Dans le Fig-Mag de ce week-end :
[MAJ sam 18:27] Il vient de redire le même -heureusement- dans Ca balance à Paris, sur Paris Première.
Mais c’est vers Marie Stuart que se tournent les regards puisque tout dans cette tragédie est à son service, et puisque Isabelle Adjani est sur la scène. C’est peu dire qu’elle gomme immédiatement, par l’éclat de sa présence et l’intensité de son jeu, le mauvais souvenir de La Dame aux camélias, où elle n’avait rien à dire ni à faire, sauf dans une belle scène finale. Ici, deux heures d’affilée, elle est souveraine, s’unissant au personnage avec la sincérité de l’innocence, dans tous les registres qu’offre le rôle, de l’hystérie à l’extase, de l’épouvante à la colère, de la fragilité à l’héroïsme. Corps, âme et voix, elle est dans la vérité du rôle et dans sa propre vérité qui étrangement se rejoignent, insoucieuse de ses apparences mais les transcendant par son authenticité et sa ferveur. Et, par là même, lumineuse.
Sur la pièce elle même :
Nous assistons à la mise à mort de Marie, dans le plus pur respect de l’unité de temps, d’action et d’espace, sous la forme d’une chronique en continu qui prend évidemment toutes les libertés possibles avec la vérité historique. Le souci de Hildesheimer était d’installer en majesté sur la scène la figure complexe, douloureuse et tragique de l’héroïne, et de nous inviter à suivre le calvaire qui la mena au supplice, le corps peu à peu réduit aux formes d’un pantin livré aux mains de ses bourreaux et de ses serviteurs, et l’âme s’élevant, à mesure qu’approche la mort, vers le royaume de Dieu.
C’est cette dissociation, c’est ce contraste qui fait l’intérêt de la pièce et qui donne au rôle sa beauté.
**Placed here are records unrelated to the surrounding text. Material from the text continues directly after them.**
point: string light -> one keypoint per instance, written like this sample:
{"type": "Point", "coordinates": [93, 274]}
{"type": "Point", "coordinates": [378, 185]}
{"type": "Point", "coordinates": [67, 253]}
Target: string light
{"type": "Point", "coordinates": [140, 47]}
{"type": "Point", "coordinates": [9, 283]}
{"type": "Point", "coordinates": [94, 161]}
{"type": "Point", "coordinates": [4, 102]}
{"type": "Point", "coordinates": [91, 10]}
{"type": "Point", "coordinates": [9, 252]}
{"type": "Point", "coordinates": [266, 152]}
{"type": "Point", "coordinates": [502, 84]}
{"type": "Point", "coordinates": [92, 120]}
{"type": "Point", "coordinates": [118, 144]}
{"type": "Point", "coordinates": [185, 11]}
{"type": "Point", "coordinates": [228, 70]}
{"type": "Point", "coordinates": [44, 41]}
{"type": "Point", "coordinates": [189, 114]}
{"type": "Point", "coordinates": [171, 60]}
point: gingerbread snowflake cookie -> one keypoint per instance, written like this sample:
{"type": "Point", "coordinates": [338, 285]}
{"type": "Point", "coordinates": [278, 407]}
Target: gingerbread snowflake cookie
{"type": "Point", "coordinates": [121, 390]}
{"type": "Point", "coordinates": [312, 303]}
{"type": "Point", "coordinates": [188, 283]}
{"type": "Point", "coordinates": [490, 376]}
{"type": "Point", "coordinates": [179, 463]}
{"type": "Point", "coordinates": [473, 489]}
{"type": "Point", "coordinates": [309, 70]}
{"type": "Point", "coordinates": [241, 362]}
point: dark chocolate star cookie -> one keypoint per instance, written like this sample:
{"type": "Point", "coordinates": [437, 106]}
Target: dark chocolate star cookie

La reine s’évade peu à peu de la réalité qui l’entoure, après que se sont apaisées sa révolte, sa rage et sa peur. Elle s’absente lentement de la vie, elle meurt au monde avant même que le bourreau ne fasse son oeuvre, elle devient sourde à la monstruosité de son entourage et celui-ci finit lui-même par l’ignorer, et cela est très émouvant. Pour le reste, l’oeuvre pèche par une certaine lourdeur, une raideur, induites par sa construction statique et linéaire. Didier Long ne peut rien contre, sa mise en scène est d’une scrupuleuse fidélité, il n’a pas le droit au lyrisme. Ajoutons que le sombre décor d’Edouard Laug est superbe et les costumes de Dominique Borg, somptueux.
(Et spécial pour Marc : Actualisé le 23 septembre 2006 : 17h50)
Maintenant y’a plus qu’à attendre Nerson. Il en pense quoi Nerson ?
Réponse -à partir de- dimanche 1er octobre dans Le Masque et la Plume.